Rusia menyatakan sikap tegas terkait rencana pemindahan pasukan berikut gudang nuklir Angkatan Bersenjata Amerika Serikat (US Armed Forces), dari Jerman ke Polandia. 

Rencana ini tak hanya mendapat reaksi keras, tapi juga membuat ketegangan antara Rusia dan AS semakin memanas.

Dalam laporan Sputnik News, Sabtu (13/6/2020), Duta Besar Polandia, Georgette Mosbacher, pada pertengahan Mei lalu menyebut bahwa Polandia bersedia menyediakan tempat penyimpanan senjata nuklir AS.

Semula, sejumlah pasukan AS dan gudang senjata nuklirnya ditempatkan di Stuttgart, Jerman. Akan tetapi, Jerman disebut ingin mengurangi potensi nuklirnya.

Di sisi lain, jika pasukan dan gudang senjata nuklir AS dipindahkan ke Polandia, maka jarak militer Negeri Paman Sam dengan Rusia semakin dekat. 

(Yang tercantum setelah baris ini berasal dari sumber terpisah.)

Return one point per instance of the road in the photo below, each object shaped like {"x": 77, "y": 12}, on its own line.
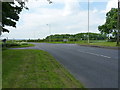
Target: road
{"x": 94, "y": 67}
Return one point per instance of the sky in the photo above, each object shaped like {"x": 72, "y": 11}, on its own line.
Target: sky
{"x": 60, "y": 17}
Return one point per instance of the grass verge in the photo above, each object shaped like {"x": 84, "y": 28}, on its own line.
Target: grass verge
{"x": 27, "y": 45}
{"x": 92, "y": 42}
{"x": 34, "y": 69}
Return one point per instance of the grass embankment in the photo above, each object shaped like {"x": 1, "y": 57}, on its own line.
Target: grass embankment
{"x": 34, "y": 69}
{"x": 92, "y": 42}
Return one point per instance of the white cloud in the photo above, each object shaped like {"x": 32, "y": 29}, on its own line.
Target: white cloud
{"x": 69, "y": 19}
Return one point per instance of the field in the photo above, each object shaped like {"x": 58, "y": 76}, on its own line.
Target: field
{"x": 34, "y": 69}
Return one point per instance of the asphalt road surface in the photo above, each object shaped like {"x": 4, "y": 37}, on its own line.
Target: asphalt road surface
{"x": 94, "y": 67}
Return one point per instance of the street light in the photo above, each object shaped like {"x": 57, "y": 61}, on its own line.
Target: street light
{"x": 49, "y": 26}
{"x": 118, "y": 23}
{"x": 88, "y": 22}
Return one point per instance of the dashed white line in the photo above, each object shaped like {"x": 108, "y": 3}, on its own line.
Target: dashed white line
{"x": 94, "y": 54}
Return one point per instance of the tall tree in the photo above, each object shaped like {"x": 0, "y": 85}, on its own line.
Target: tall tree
{"x": 10, "y": 13}
{"x": 110, "y": 26}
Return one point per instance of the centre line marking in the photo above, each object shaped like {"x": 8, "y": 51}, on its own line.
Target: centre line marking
{"x": 94, "y": 54}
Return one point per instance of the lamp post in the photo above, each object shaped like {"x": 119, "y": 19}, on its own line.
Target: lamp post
{"x": 118, "y": 23}
{"x": 88, "y": 22}
{"x": 49, "y": 26}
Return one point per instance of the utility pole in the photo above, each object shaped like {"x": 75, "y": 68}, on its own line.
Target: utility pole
{"x": 118, "y": 24}
{"x": 88, "y": 22}
{"x": 49, "y": 26}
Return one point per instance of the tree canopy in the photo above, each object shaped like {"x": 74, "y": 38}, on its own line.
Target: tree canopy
{"x": 10, "y": 13}
{"x": 110, "y": 26}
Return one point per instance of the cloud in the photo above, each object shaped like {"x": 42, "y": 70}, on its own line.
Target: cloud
{"x": 66, "y": 19}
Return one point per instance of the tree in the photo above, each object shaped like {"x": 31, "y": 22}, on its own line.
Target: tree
{"x": 110, "y": 26}
{"x": 10, "y": 13}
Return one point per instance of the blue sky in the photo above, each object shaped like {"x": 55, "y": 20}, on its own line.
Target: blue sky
{"x": 64, "y": 17}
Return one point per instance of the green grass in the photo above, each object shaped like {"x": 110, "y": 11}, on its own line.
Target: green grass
{"x": 27, "y": 45}
{"x": 92, "y": 42}
{"x": 34, "y": 69}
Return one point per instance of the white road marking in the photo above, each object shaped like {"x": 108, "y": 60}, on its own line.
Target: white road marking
{"x": 94, "y": 54}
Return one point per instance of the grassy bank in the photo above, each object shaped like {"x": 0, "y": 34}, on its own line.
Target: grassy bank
{"x": 92, "y": 42}
{"x": 34, "y": 69}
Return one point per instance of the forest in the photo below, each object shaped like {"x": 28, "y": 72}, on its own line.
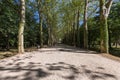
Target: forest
{"x": 88, "y": 24}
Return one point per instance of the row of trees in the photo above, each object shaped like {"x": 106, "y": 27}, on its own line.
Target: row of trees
{"x": 27, "y": 23}
{"x": 101, "y": 8}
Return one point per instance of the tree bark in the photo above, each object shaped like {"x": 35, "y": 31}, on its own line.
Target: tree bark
{"x": 40, "y": 22}
{"x": 104, "y": 37}
{"x": 78, "y": 36}
{"x": 85, "y": 25}
{"x": 21, "y": 27}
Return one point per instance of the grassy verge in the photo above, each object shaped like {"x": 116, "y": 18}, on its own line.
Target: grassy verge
{"x": 12, "y": 52}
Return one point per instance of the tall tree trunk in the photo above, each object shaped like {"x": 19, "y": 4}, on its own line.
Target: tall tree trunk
{"x": 78, "y": 36}
{"x": 40, "y": 22}
{"x": 104, "y": 12}
{"x": 85, "y": 25}
{"x": 21, "y": 27}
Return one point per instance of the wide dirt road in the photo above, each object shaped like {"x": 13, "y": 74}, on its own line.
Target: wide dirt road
{"x": 59, "y": 63}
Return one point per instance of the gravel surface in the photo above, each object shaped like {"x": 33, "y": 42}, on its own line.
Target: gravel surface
{"x": 59, "y": 63}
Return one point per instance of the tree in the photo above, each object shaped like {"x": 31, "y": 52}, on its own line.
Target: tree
{"x": 21, "y": 27}
{"x": 104, "y": 37}
{"x": 85, "y": 25}
{"x": 40, "y": 11}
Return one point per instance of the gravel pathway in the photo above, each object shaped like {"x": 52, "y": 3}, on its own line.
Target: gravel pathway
{"x": 59, "y": 63}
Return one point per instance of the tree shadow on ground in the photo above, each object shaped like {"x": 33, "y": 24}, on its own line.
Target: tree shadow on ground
{"x": 65, "y": 48}
{"x": 65, "y": 71}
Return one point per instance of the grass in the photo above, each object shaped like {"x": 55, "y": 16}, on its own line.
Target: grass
{"x": 12, "y": 52}
{"x": 115, "y": 52}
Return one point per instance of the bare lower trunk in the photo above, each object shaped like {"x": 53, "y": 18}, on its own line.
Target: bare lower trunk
{"x": 104, "y": 12}
{"x": 21, "y": 28}
{"x": 85, "y": 26}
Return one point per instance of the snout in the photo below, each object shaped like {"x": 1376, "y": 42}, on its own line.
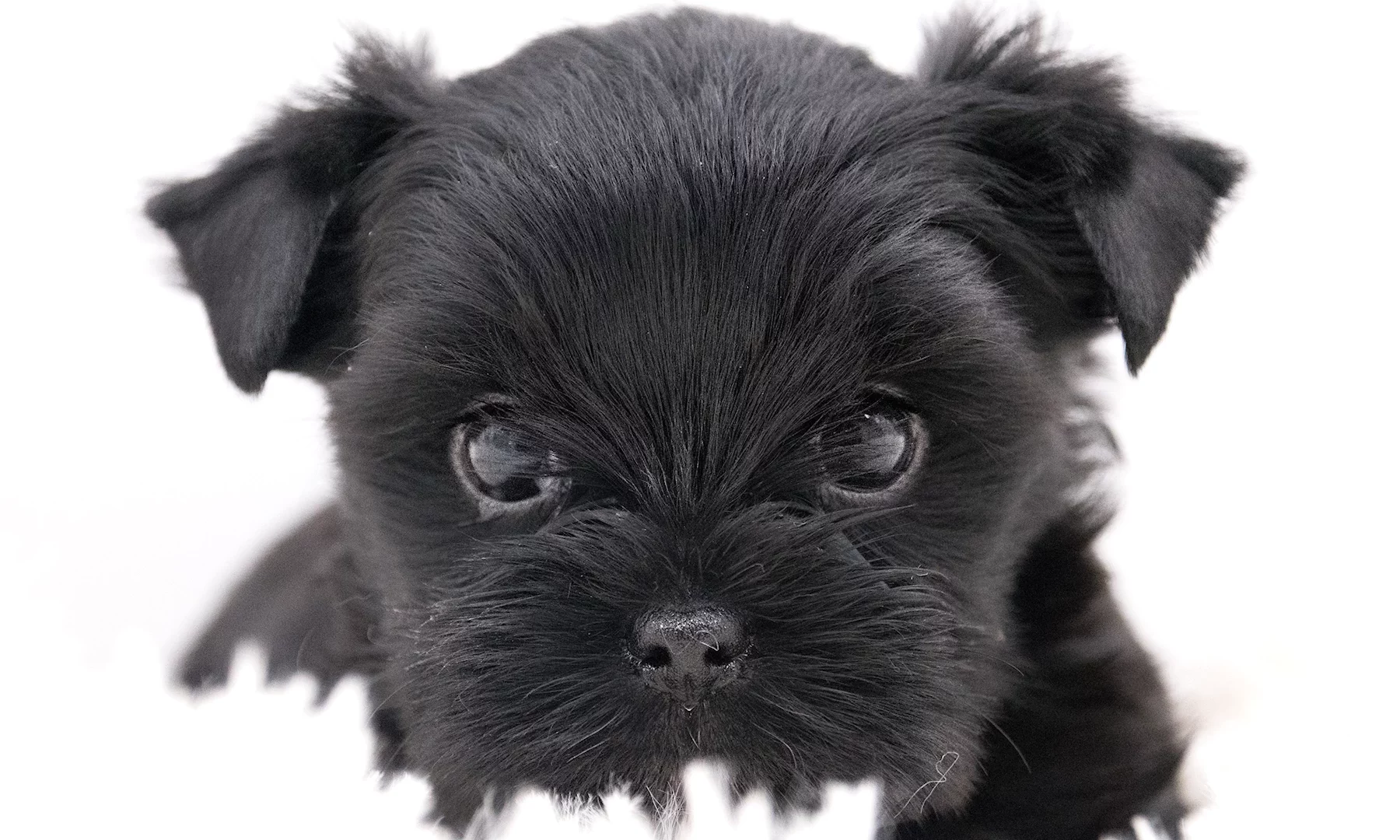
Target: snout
{"x": 688, "y": 653}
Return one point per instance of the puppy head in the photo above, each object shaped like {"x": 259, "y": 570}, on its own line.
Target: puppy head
{"x": 698, "y": 385}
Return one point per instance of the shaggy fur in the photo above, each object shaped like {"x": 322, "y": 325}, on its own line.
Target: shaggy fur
{"x": 688, "y": 248}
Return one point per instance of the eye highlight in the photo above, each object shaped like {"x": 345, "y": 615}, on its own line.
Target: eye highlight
{"x": 871, "y": 454}
{"x": 500, "y": 468}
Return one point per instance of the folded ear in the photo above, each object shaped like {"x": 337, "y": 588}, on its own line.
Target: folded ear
{"x": 264, "y": 240}
{"x": 1139, "y": 198}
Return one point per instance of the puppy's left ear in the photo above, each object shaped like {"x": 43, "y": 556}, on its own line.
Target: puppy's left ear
{"x": 1078, "y": 170}
{"x": 265, "y": 238}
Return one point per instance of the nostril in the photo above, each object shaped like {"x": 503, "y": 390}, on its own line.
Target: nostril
{"x": 688, "y": 651}
{"x": 720, "y": 657}
{"x": 656, "y": 657}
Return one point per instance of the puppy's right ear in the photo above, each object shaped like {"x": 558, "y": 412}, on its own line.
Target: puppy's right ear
{"x": 264, "y": 238}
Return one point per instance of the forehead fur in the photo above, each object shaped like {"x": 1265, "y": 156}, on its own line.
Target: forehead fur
{"x": 682, "y": 215}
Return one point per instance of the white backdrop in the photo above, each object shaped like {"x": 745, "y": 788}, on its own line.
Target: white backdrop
{"x": 1255, "y": 548}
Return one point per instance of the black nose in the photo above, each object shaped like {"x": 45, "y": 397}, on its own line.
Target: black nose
{"x": 689, "y": 653}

Hal inilah yang membuat Rusia kebakaran jenggot dan panik, Rusia dengan tegas memberi peringatan keras kepada AS dan NATO.

"Memindahkan (pasukan dan gudang senjata nuklir) lebih dekat ke perbatasan Rusia, tidak hanya akan memperburuk situasi yang sudah tegang di bidang keamanan global di benua itu. Tetapi juga, akan menghambat upaua Rusia dan NATO untuk memulai kembali pembangunan kostruktif dialog," kata Juru Bicara Kementerian Luar Negeri Rusia dikutip Fars News Agency.

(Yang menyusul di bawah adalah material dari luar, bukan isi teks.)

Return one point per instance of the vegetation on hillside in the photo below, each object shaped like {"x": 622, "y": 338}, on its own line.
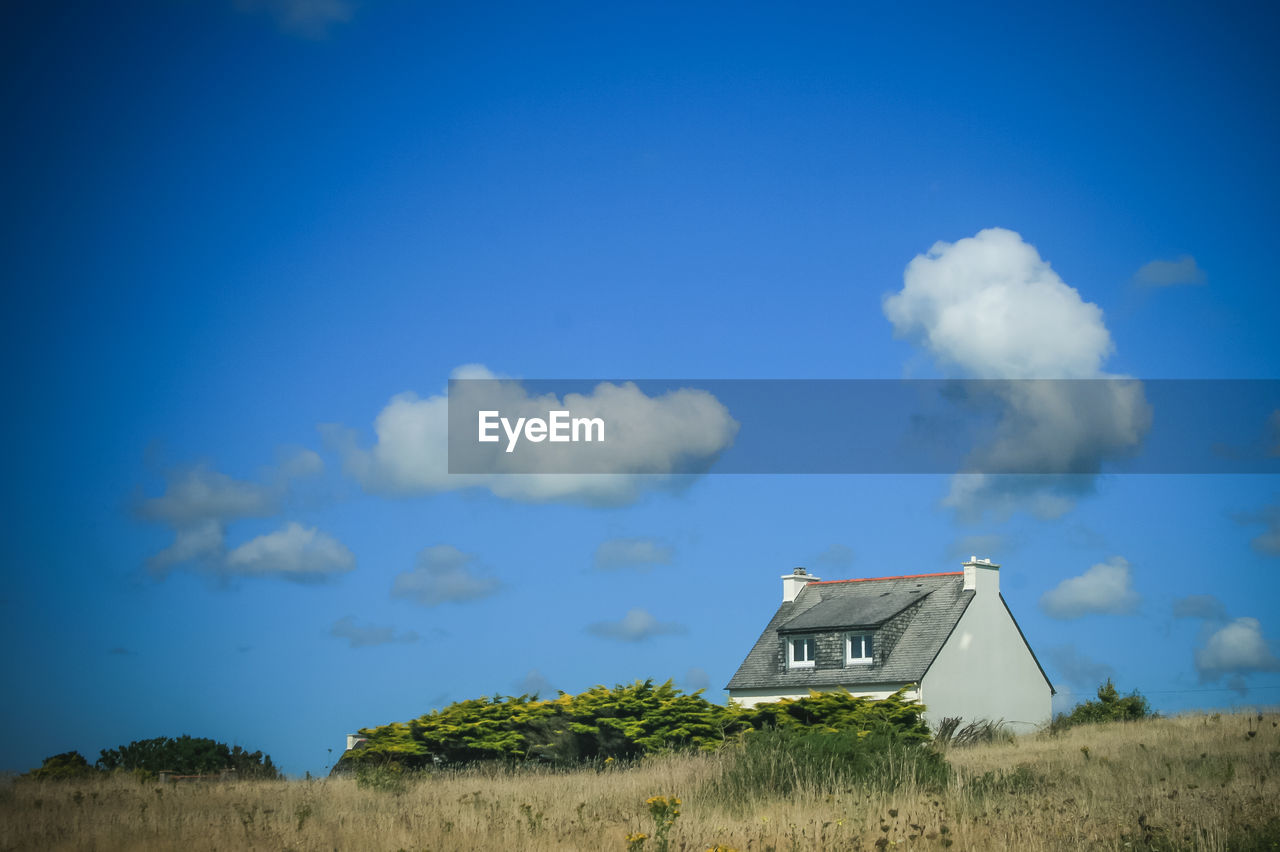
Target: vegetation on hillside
{"x": 182, "y": 755}
{"x": 620, "y": 723}
{"x": 1194, "y": 782}
{"x": 1109, "y": 706}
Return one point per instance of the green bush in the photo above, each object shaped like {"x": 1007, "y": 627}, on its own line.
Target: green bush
{"x": 68, "y": 765}
{"x": 187, "y": 756}
{"x": 1110, "y": 706}
{"x": 625, "y": 722}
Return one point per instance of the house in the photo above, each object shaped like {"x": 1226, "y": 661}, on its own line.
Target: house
{"x": 949, "y": 637}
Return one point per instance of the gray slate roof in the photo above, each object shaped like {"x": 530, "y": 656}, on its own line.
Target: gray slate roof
{"x": 853, "y": 604}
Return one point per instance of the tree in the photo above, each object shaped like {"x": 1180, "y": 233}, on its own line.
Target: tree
{"x": 1109, "y": 706}
{"x": 64, "y": 766}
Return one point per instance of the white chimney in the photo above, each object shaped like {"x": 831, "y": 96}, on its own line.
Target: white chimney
{"x": 982, "y": 576}
{"x": 794, "y": 582}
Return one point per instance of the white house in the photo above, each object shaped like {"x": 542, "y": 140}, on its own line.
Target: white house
{"x": 950, "y": 637}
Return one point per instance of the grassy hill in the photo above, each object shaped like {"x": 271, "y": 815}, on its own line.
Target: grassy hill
{"x": 1193, "y": 782}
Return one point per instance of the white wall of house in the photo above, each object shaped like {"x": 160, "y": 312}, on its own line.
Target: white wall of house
{"x": 877, "y": 691}
{"x": 986, "y": 670}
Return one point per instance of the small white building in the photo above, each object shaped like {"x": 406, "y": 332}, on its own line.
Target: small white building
{"x": 950, "y": 637}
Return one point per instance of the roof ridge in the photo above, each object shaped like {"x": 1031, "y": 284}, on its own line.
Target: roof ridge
{"x": 867, "y": 580}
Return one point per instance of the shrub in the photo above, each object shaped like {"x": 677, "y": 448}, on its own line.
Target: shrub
{"x": 620, "y": 723}
{"x": 1110, "y": 706}
{"x": 188, "y": 756}
{"x": 65, "y": 766}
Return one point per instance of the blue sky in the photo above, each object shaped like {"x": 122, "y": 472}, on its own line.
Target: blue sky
{"x": 238, "y": 230}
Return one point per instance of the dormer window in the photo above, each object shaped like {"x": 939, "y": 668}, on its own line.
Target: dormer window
{"x": 800, "y": 653}
{"x": 858, "y": 649}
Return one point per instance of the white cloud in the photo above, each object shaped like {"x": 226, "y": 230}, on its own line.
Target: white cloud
{"x": 305, "y": 18}
{"x": 1184, "y": 270}
{"x": 534, "y": 683}
{"x": 663, "y": 438}
{"x": 368, "y": 635}
{"x": 835, "y": 557}
{"x": 297, "y": 463}
{"x": 1078, "y": 669}
{"x": 1105, "y": 589}
{"x": 1235, "y": 649}
{"x": 636, "y": 626}
{"x": 293, "y": 553}
{"x": 632, "y": 553}
{"x": 199, "y": 503}
{"x": 990, "y": 307}
{"x": 197, "y": 494}
{"x": 1269, "y": 540}
{"x": 696, "y": 678}
{"x": 1206, "y": 607}
{"x": 201, "y": 543}
{"x": 443, "y": 575}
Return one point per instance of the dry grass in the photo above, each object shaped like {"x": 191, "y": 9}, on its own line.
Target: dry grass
{"x": 1182, "y": 783}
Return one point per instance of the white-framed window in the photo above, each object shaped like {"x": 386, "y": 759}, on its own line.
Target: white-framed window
{"x": 800, "y": 653}
{"x": 858, "y": 649}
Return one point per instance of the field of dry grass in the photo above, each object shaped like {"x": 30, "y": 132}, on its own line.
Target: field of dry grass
{"x": 1183, "y": 783}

Zakharova juga menggambarkan kekhawatiran Rusia terhadap kampanye militer AS bersama NATO melakukan latihan gabungan. 

Seperti yang diketahui, AS dan delapan negara anggota NATO punya rencana untuk melakukan latihan gabungan di Laut Baltik, yang sangat dekat dengan Pangkalan Laut Angkatan Laut Rusia (VMF).